Government 'could end up supporting Southern Cross'

3 Jun 11
The government is likely to have to bail out the care home operator Southern Cross Healthcare, a leading academic has told Public Finance.

By Richard Johnstone | 3 June 2011

The government is likely to have to bail out the care home operator Southern Cross Healthcare, a leading academic has told Public Finance.

Peter Beresford, professor of social policy at Brunel University and a member of the external reference group of the Dilnot Commission on social care funding, said that in his view ‘government will have to find some sort of way, whatever it is, to bail Southern Cross out’.

The care home group, which operates 750 care homes with 31,000 residents, has announced that it will defer paying part of its rents until October. Company chair Christopher Fisher has admitted that the company is in a ‘critical’ financial position.

On Wednesday, the Association of Directors of Adult Social Services confirmed that it had issued guidance to all local authorities in England on the best way to take over homes if needed.

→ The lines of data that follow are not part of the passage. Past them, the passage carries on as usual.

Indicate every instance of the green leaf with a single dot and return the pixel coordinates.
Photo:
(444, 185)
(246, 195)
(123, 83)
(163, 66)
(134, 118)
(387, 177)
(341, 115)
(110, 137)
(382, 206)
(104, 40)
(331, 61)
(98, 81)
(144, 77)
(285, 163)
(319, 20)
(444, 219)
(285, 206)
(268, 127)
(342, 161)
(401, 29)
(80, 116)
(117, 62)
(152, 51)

The prime minister's official spokesman has also stated that ‘we will do what we can to ensure there is protection for anyone affected’. Beresford said the likely form of any central government support would be funding councils to deal with any closure of homes.

Social care has been underfunded for a long time and ‘service users are now reaping the whirlwind’, he told PF.

‘I suspect there may be a bail-out of Southern Cross for political reasons. I don’t see what else they could do for the 30,000 people who are physically and sometimes mentally frail.’

He said that the ‘structural mess’ of care homes could be traced back to changes made by the 1980s Thatcher government, which introduced care in the community and the purchasing of services rom a range of providers.

‘How can we think of not just bailing out but restructuring the care that exists,’ he asked. ‘These are the types of questions that the government doesn’t want to hear.’

The financial difficulties at Southern Cross, which last month announced it made a loss of £310.9m for the six months to 31 March, also raises questions about the effectiveness of the Dilnot review, he added.

The Commission on Funding of Care and Support was set up to undertake an independent review of the funding system for care in England, and is due to report in July.

But Beresford said that he was ‘concerned about the lack of leeway [chair Andrew] Dilnot has to offer the different messages that we need to be hearing’ following the Southern Cross difficulties.

These messages include examining the dominance of private sector care homes and whether the distinction between health care and social care should be abolished.

He added: ‘If what was wanted was the Dilnot commission to pass on difficult messages, then it’s difficult to say that’s what we’re going to get. We are being told [its recommendations] have to be in practical parts for ministers to take away.’